Senator BARRETT. I think as far as our State is concerned the Indians are there because of a treaty with the United States, isn't that right?

Senator O'MAHONEY. The Shoshone treaty of course and then of course the Arapahos came in on top of that.

Senator BARRETT. I certainly have no objection to protecting those rights. We certainly intended to do that. I see no reason why we should not strike out the words "under State law" and that would make it all-inclusive and protect the rights under the Federal Government, too, as well as those of the State.

Senator O'MAHONEY. Of course there is the broad question of what a reservation is.

Senator GOLDWATER. We weren't referring to reservation particularly as used in this law.
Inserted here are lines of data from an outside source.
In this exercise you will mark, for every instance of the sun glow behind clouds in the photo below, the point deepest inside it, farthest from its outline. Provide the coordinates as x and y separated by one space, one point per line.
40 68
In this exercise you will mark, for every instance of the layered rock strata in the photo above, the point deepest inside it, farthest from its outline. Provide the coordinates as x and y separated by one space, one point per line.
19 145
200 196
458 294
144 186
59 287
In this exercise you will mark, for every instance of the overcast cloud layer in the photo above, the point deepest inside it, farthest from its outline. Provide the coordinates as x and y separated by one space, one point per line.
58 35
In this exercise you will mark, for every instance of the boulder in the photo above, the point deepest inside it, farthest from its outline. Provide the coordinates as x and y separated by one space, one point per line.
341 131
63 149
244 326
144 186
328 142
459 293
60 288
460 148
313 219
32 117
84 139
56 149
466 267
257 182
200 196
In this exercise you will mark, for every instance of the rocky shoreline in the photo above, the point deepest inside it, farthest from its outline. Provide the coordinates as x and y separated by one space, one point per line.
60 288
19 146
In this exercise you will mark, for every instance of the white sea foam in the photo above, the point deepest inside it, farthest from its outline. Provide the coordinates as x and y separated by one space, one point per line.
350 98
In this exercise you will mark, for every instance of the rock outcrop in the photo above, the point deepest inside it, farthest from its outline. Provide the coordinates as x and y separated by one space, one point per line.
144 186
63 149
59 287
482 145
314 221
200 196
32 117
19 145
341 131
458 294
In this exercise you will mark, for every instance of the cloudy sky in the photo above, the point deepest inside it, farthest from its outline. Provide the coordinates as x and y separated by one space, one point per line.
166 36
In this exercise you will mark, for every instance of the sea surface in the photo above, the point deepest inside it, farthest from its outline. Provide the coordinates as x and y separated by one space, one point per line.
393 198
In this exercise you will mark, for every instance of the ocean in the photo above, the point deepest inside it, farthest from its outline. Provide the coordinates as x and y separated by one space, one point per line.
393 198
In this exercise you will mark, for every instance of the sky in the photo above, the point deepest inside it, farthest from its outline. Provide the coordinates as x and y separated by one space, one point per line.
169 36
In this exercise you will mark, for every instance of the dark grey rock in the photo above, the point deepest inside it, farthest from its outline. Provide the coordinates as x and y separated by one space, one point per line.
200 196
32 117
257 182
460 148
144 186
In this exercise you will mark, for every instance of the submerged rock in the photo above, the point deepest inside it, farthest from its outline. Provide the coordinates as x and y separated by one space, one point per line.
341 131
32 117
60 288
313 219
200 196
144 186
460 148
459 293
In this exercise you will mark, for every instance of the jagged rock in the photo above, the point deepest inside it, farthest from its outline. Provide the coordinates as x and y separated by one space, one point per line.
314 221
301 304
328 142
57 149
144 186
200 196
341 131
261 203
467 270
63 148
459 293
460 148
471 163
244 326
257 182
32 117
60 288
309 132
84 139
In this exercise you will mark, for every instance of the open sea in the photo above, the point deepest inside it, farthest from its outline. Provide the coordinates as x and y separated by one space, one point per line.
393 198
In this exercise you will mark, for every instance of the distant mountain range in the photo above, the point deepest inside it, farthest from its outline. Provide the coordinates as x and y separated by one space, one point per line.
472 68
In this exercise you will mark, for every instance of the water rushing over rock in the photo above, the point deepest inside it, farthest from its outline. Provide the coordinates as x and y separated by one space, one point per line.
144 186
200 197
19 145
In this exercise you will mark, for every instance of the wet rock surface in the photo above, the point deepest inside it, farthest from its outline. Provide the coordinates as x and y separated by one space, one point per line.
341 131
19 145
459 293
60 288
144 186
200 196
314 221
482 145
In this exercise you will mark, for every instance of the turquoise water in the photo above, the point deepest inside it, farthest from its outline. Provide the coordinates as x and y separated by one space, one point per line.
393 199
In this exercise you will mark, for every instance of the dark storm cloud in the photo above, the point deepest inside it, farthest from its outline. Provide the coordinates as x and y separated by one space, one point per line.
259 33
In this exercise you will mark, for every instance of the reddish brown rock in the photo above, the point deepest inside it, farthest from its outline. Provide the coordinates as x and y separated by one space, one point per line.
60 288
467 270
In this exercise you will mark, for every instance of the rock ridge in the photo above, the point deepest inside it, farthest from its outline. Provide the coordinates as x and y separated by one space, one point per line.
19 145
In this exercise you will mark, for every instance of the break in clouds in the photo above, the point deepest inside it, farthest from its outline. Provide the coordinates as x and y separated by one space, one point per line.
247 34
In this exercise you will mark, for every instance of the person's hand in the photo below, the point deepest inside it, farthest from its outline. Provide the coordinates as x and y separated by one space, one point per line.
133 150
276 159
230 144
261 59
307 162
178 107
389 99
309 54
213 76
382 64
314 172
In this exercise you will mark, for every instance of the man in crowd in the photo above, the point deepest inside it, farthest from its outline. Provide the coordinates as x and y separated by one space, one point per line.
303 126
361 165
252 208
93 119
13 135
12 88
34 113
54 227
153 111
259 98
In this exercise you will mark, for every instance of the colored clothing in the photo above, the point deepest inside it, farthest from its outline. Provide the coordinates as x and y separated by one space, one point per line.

We are referring to the rights of the Indians, whether they be on reservations or parts of reservations or even on lands not recognized as reservations.

Senator O'MAHONEY. I say an underlying question is what a reservation is, because we are talking about two kinds of reservations, those which are set up by treaty on which the full faith and credit of the United States is pledged to the Indian, and Executive order reservations, and I know of no case which has ever attempted to determine how rights are created by an Executive order which is not a law of the land.

Senator GOLDWATER. We had a case last year on mineral rights before this committee. But we resolved it. That is the only case I ever heard of. They were specifically left out of the Executive order which created the reservation.

Senator O'MAHONEY. The Constitution says that this constitution, the laws made thereunder and the treaties are the supreme law of the land. Nowhere does it include Executive orders.

Senator BARRETT. That follows with a certainty because you couldn't give a reservation the same color of authority that a solemn treaty has.

Senator O'MAHONEY. I quite agree with that. I thought you were disagreeing with my statement.

Mr. BENNETT. As I construe the bill, it does not now apply to percolating waters.

Senator O'MAHONEY. May I interrupt you, please?

(Off the record.)

Senator O'MAHONEY. On the record let me say that I regret that I am called to a meeting of the Subcommittee on Bankruptcy of the Judiciary Committee, which is considering a pending bill. Evidence is being taken now, and my presence is required. Otherwise, I would rather sit here and listen to your testimony, Mr. Bennett, which is always so clear.

Mr. BENNETT. I thought St. Patrick's Day was behind us. (Senator Barrett took the chair.)